Whence Consciousness?

Do Subatomic Particles Have Free Will?

Seems to me a more satisfying hypothesis of where consciousness comes from. Better than the currently fashionable thinking that it is an epiphenomenon arising from highly complex interactions between neurons, which for me is deeply unsatisfying, mere hand-waving, not better than an appeal to magic. Sure, a highly complex neural network might result in behavior that simulates consciousness, might even pass the Turing Test, but I doubt that the resulting system would actually be conscious. I think it would instead be a Philosophical Zombie.

Boiling water will spontaneously form ordered columns moving up and down, from bottom to surface and back. This is a classic example of self-organization, where something new arises spontaneously from the collective actions of a group of simple units. But does this mean that if we boil the water in a special way (e.g., boil it at superheated temperatures, or boil it for a very long time, or boil it very quickly) or boil special water (heavy water?), then the water will spontaneously develop consciousness? Sure, it’s possible, but I doubt it.

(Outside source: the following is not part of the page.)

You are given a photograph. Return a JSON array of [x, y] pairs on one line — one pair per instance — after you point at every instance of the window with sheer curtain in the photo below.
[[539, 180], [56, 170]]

Maybe I am too dour and skeptical and should just buy into the neural network hypothesis?

Addendum (6/29/09): Conway’s Proof Of The Free Will Theorem: “If there exist experimenters with (some) free will, then elementary particles also have (some) free will.” The Free Will Theorem (PDF file); see also The Strong Free Will Theorem (PDF file). Via MetaFilter. Apparently, the term “free will” may be too politically charged for some: “If you don’t like the term Free Will, call it Free Whim – this is the Free Whim Theorem”.

I am currently reading a 1989 paper by Colin McGinn entitled Can We Solve the Mind-Body Problem? (Mind, New Series, Vol. 98, No. 391 (Jul., 1989), pp. 349-366). In the second footnote, Dr. McGinn writes:

I would also classify panpsychism as a constructive solution, since it attempts to explain consciousness in terms of properties of the brain that are as natural as consciousness itself. Attributing specks of proto-consciousness to the constituents of matter is not supernatural in the way postulating immaterial substances or divine interventions is; it is merely extravagant. I shall here be assuming that panpsychism, like all other extant constructive solutions, is inadequate as an answer to the mind-body problem — as (of course) are the supernatural ‘solutions’. I am speaking to those who still feel perplexed (almost everyone, I would think, at least in their heart).

The term panpsychism is new to me. But it sounds akin to what Conway and Kochen claim to have proven. I wonder whether Dr. McGinn is still alive, and knows about Conway and Kochen’s work. Hmm, Wikipedia says that Dr. McGinn accepted a position at the University of Miami in 2006.